Hubo una gran zalagarda cuando aparecí en la guardia. En la pesebrera me esperaba el Coronel y Manuel. Antes de irse el Coronel ordenó: —El conscripto Urra que permanezca en garito hasta que volvamos. Se le hará el sumario por robo y engaño a la guardia.
Llegamos al Coraceros en la tarde del lunes, el martes comenzó la preparación de la competencia, yo imaginaba a José en la celda de castigos y no podía concentrarme, me comportaba como un caballo chuzo. Por más que trataba de hacerlo bien, era imposible. Yo echaba de menos a José y sufría sus penas. En la tarde de ese día, el coronel enfurecido dijo: —Está para el matadero. —Perdía la paciencia y tiraba de mi boca herida por los cuatreros, el dolor era cada vez más profundo.
El presidente llegó al día siguiente. La noche anterior yo no pude dormir y era un desastre, había perdido mi estado físico. Manuel me observaba con atención. Escuché cuando el coronel ordenó: —pidan que envíen al “Romanche”, trataré de hacer con él un papel digno.

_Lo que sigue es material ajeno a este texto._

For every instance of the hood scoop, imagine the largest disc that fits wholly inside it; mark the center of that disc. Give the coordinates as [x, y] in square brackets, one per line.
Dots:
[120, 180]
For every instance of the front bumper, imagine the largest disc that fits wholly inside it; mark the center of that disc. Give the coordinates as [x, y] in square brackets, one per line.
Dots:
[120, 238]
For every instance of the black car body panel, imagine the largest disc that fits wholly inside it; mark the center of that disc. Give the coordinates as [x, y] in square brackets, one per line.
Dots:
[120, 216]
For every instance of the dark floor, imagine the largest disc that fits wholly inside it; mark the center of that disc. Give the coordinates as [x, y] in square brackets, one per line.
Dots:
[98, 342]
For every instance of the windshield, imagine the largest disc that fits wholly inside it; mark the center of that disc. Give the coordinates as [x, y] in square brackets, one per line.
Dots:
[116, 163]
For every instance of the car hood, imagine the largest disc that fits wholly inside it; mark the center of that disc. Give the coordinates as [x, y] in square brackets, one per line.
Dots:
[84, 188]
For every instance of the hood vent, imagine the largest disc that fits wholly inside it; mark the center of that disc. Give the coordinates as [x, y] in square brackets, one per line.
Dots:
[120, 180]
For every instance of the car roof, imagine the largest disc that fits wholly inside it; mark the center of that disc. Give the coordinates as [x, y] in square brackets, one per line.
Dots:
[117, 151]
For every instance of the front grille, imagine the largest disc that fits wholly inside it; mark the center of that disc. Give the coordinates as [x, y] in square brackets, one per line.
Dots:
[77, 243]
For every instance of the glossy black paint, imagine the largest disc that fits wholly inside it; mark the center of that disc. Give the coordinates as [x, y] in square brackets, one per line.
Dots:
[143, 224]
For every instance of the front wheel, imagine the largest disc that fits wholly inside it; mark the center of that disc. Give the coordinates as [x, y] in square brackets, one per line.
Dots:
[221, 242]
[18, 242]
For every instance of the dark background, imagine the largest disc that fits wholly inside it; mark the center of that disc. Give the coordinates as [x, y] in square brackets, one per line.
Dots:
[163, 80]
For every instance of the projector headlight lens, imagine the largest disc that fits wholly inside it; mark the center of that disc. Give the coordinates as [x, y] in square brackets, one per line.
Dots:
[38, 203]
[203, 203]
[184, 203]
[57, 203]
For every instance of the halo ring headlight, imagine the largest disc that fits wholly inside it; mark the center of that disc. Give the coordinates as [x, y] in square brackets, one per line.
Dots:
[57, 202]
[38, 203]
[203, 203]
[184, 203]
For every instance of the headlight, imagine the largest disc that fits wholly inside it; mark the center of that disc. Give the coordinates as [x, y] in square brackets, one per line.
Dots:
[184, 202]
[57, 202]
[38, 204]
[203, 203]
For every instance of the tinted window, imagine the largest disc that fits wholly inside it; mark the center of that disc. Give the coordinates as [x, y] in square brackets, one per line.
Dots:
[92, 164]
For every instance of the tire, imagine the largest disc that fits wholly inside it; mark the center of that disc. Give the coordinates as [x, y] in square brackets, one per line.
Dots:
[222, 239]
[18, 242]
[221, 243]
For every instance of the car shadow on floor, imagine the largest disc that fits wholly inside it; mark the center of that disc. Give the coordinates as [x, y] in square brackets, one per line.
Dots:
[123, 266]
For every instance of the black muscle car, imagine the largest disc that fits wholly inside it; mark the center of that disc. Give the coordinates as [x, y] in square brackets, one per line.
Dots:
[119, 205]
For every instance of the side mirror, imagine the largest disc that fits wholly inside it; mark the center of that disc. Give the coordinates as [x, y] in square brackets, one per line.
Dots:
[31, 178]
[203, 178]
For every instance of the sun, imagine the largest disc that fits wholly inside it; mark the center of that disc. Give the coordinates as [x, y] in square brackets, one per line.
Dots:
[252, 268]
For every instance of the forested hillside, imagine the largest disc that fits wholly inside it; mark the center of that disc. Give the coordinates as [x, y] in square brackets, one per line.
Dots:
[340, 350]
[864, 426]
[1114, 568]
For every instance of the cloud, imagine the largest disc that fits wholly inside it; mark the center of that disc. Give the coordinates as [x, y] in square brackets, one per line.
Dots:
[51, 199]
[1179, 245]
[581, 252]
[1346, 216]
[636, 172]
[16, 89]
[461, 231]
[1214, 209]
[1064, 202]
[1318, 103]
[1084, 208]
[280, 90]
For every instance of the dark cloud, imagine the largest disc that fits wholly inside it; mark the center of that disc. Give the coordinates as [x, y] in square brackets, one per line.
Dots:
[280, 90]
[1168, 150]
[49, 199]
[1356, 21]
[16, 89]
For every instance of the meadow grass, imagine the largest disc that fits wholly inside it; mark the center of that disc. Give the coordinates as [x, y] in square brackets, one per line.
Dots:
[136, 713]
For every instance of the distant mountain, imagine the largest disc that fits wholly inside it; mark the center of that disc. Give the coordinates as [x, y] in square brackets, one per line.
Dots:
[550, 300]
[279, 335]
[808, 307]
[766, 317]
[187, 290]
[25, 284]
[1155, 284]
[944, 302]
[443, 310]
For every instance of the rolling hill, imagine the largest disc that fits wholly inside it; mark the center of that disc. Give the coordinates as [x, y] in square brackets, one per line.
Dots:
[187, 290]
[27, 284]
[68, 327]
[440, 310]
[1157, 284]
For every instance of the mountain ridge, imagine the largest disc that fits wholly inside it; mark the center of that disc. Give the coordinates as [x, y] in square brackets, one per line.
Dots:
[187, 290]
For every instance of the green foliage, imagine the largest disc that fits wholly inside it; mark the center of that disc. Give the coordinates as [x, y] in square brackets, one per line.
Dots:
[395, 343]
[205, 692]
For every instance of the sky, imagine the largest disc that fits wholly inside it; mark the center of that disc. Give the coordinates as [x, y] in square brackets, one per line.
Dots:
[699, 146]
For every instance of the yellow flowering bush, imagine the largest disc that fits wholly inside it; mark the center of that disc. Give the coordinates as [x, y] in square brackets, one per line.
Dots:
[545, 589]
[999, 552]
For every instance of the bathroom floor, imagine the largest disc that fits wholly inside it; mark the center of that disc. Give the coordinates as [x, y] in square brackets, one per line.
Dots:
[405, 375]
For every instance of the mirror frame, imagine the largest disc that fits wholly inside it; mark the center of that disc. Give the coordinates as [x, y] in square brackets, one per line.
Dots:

Con desparpajo Manuel le dijo al sargento: —Mi coronel ordenó que el conscripto Urra traiga al “Romanche”.
Relinché de contento cuando vi a José, yo diría que nos abrazamos. Manuel le dijo a José que no se dejara ver por el coronel.
Nuestro equipo ganó todas las pruebas. Vi cuando el presidente palmoteaba a mi coronel. Volvimos el lunes siguiente cargados de medallas y escarapelas. Escuché a Manuel cuando le confesaba al Coronel casi General, los motivos por los que yo me había recuperado tan pronto.
Ahora autorizan a José para llevarme al fundo a ver la Margarita. Estoy haciéndole empeño a saltar dos metros y veinte centímetros: en una de esas me hacen un monumento.